De dimensión igual a la suya, cada visitante lo impersona mientras su figura se multiplica en plegadizos pasquinados en espacios públicos y privados de la isla. En la proliferación de sus dobles, la peligrosidad del terrorista se (in)corpora a la cotidianidad de la vida colonial. En la cárcel pinta y escribe Cartas a mi nieta compilando una vida que se hace accesible desde las páginas de El Nuevo Día. En ellas, alterna, sin jerarquía, relatos de infancia y adolescencia, Vietnam, su militancia y clandestinaje, su nostalgia por el mar y el sol y las precarias condiciones de la vida carcelaria: castigos, censuras, privaciones y los gritos y delirios que ocupan las noches de los confinados. Cartas cruzadas por una intensidad innombrable, una resonancia que transita los cuerpos presentes y ausentes y que se adhiere, incluso, al estrecho espacio de su celda traspasando lo efímero, lo material y lo cotidiano. Privan los afectos, una demasía que excede a la emoción y a la conciencia y que, surgiendo en el intervalo de los actos y las palabras, incita a los lectores a una comunidad no prescrita en los manuales ciudadanos.
Nina Droz, acusada el 1 de mayo de 2017 de incendiar con un cerillo al Banco Popular, uno de los principales acreedores de la deuda actual, cumple 37 meses de prisión en Tallahassee, Florida, con sentencia de conspiración. En un siglo milenial, su representación mediática compite con su subjetivización política. Su figuración publicitada, la del cuerpo tatuado y la de mujer de fuego antecede a ese primer mayo en contienda con otras facetas de su biografía; entre ellas, la de un activismo social comunitario, así como de su denuncia de las condiciones de trato de las confinadas.

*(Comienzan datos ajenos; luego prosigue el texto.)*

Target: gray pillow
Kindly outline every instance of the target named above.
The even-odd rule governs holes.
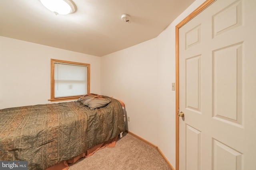
[[[108,98],[97,98],[94,97],[86,100],[82,103],[92,109],[105,106],[111,102],[110,99]]]

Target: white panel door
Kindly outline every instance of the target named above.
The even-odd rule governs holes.
[[[256,23],[217,0],[179,29],[180,170],[256,169]]]

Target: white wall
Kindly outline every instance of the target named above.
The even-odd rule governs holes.
[[[100,57],[0,36],[0,109],[50,103],[51,58],[90,64],[100,93]]]
[[[125,103],[128,130],[158,146],[174,168],[175,26],[204,2],[196,0],[156,38],[101,59],[102,94]]]

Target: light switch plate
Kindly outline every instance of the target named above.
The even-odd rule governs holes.
[[[175,83],[172,83],[172,90],[175,90]]]

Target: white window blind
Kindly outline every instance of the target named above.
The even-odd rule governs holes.
[[[54,98],[87,93],[86,66],[54,62]]]

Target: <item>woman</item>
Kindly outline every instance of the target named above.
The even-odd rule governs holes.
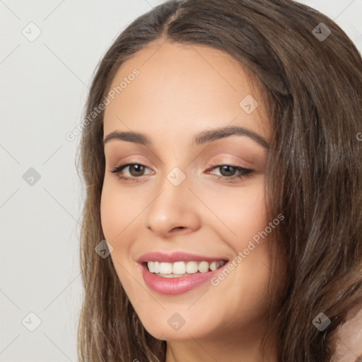
[[[81,361],[358,360],[362,59],[338,25],[168,1],[107,51],[89,115]]]

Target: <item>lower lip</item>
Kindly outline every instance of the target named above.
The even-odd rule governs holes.
[[[142,276],[147,286],[157,293],[168,295],[181,294],[194,289],[220,273],[222,268],[206,273],[197,272],[187,276],[163,278],[151,273],[146,265],[142,264],[141,267]]]

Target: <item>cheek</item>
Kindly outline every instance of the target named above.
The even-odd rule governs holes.
[[[199,194],[212,211],[205,215],[216,218],[209,224],[218,234],[223,233],[224,240],[231,243],[235,250],[240,250],[267,224],[264,178],[245,187],[224,187],[222,192],[200,189]]]
[[[105,237],[110,242],[119,240],[124,235],[122,230],[139,214],[139,199],[132,199],[129,194],[119,187],[117,180],[105,177],[100,199],[100,221]]]

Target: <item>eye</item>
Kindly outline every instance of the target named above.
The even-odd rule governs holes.
[[[241,166],[238,166],[236,165],[229,165],[229,164],[218,164],[217,163],[212,163],[211,165],[211,168],[210,170],[219,170],[220,174],[216,175],[214,173],[211,173],[208,172],[207,173],[211,173],[214,176],[216,177],[218,180],[223,179],[227,181],[229,180],[235,180],[237,179],[244,179],[247,177],[248,175],[251,174],[254,170],[250,168],[245,168]]]
[[[131,174],[130,177],[125,176],[122,174],[122,172],[128,168],[128,172]],[[127,181],[134,181],[136,178],[139,178],[140,176],[144,176],[144,173],[147,166],[141,163],[124,163],[115,167],[111,170],[111,173],[115,173],[119,179],[125,180]]]
[[[237,181],[238,179],[244,179],[254,171],[250,168],[245,168],[236,165],[218,164],[217,163],[214,163],[211,165],[213,167],[209,168],[206,173],[216,177],[218,180],[223,179],[226,181]],[[122,173],[127,168],[129,175],[124,175]],[[144,172],[146,169],[150,170],[147,166],[141,163],[129,163],[119,165],[113,168],[110,172],[115,173],[120,180],[137,182],[138,180],[136,179],[141,178],[141,176],[145,175]],[[220,173],[219,175],[210,172],[210,170],[218,169]]]

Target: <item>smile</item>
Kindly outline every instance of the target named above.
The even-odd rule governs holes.
[[[206,283],[228,262],[215,258],[174,252],[145,254],[137,262],[146,286],[163,295],[186,293]]]
[[[202,262],[176,262],[175,263],[148,262],[148,271],[158,276],[163,278],[179,278],[195,273],[206,273],[214,272],[222,267],[226,262],[224,260]]]

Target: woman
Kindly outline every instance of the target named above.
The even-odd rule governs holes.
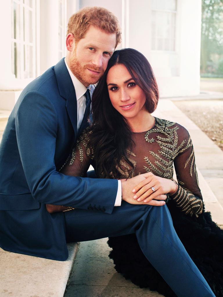
[[[223,296],[219,277],[223,272],[222,233],[204,212],[188,132],[151,114],[158,98],[145,57],[131,49],[115,52],[93,94],[93,124],[80,137],[61,172],[84,176],[91,164],[104,178],[148,173],[133,191],[132,199],[146,203],[168,193],[166,203],[178,236],[216,295]],[[172,179],[174,164],[178,184]],[[141,287],[176,296],[144,256],[135,234],[110,238],[108,243],[117,271]]]

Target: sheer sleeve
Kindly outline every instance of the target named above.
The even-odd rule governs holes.
[[[93,159],[94,150],[90,144],[91,132],[89,128],[83,132],[60,169],[61,173],[73,176],[86,176]]]
[[[178,183],[177,191],[171,198],[186,214],[198,217],[203,208],[202,196],[199,187],[192,142],[187,131],[181,127],[180,136],[186,140],[185,145],[174,161]]]

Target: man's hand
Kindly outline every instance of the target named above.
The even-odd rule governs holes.
[[[124,179],[121,180],[123,200],[131,204],[146,204],[156,206],[162,206],[164,205],[165,204],[165,203],[163,200],[167,198],[166,195],[159,195],[154,197],[154,199],[160,200],[160,201],[157,201],[156,200],[154,200],[150,197],[147,198],[147,201],[146,203],[143,201],[138,202],[137,200],[133,199],[133,196],[134,195],[133,195],[133,189],[145,179],[146,178],[143,176],[143,175],[141,174],[126,180]]]
[[[142,174],[145,179],[142,180],[133,189],[133,198],[139,202],[146,203],[151,199],[168,193],[174,194],[177,190],[178,185],[172,180],[154,175],[151,172]]]

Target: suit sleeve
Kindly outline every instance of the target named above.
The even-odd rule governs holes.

Si de Vega nos queda el rastro artesanal de una escritura; de los Young Lords una textualidad en dominancia de proclamas y manifiestos, entrevistas, hojas sueltas y memorias posteriores; de Escobar un tejido de palabras e imágenes y; de López Rivera, cartas destinadas a aquel que las lea en complicidad imaginativa con los mundos que despliega desde su pequeña celda; de Nina Droz se superponen las imágenes múltiples e icónicas que ha potenciado. De todos ellos se puede decir que comparten la sustancia fantasmal de una ciudadanía que nunca hemos tenido y, que hoy, se transfixaría en ciudadanías contingentes, de justicia social, cultural, racial y ambiental: en fin, del derecho y gravedad de la palabra en y para otros. De inmigrantes que cruzan el planeta, de presos políticos que, al procurar lo justo, siguen plantándose ante la ley.